また、性獣の頭蓋骨を縦に真っ二つに削り割って形を整えた部材を用意し、それで自分の頭を左右から挟む軽量防護板とした。

ただ、そんなのが仲間や村人の目につくと不味いので、草を二本ずつの平織にして布のように面を作り、性獣頭骨部材の上から宛って他人の目から隠せるようにする。

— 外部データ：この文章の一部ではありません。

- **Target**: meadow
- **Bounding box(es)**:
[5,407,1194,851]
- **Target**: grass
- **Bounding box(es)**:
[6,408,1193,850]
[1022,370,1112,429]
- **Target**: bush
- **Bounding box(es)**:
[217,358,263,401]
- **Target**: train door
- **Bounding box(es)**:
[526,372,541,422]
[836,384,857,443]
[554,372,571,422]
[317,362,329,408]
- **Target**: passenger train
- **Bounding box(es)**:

固定はとりあえず自分の頭髪の上へ直に宛がい、紐で巻いて結わえてみる。

その上からヘッドギアを被って全体として固定する。


ヘッドギアが獣の反撃を喰らってぐるっと回っていたので、回りづらいように、頭頂部から三層の防護帯を貫通して後頭部を守る細枝を、もっと長いものと入れ替え、首の後ろまで守らせる。

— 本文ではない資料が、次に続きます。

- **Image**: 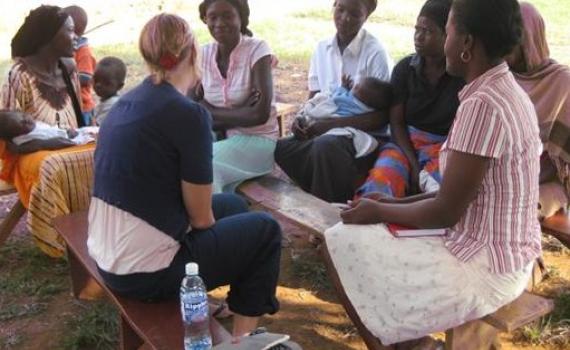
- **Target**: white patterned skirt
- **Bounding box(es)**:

首の少し下まで伸びているので、或る程度首も左右に回せるし、でも一撃喰らって回転しても制動力がかかる。

ヘッドギアの後ろ半分の重量が少し増したので、バランスがとれるようになったことから、前半分にも防護帯を足せるようになった。今まで上中下と三段の防護帯を顔の周りにそれぞれ額・こめかみ、鼻・頬骨・耳、顎の前と横・後ろ首を守る高さでぐるりと巻いていたが、今度は顔の周囲、額の上からこめかみ・頬骨の横、顎の下にかけて、ぐるりと巻いて、紐で他の防護帯と結びつけた。

常時顎の下まで回しておくと着脱に困難を覚えるので、少し長さに余裕を持たせ、着脱時には裏返して顎の前へ出してから頭を通す。

それだけ足して軽量ヘッドギアの重量が増しても、バランスが良いので、それほど重い感じはしない。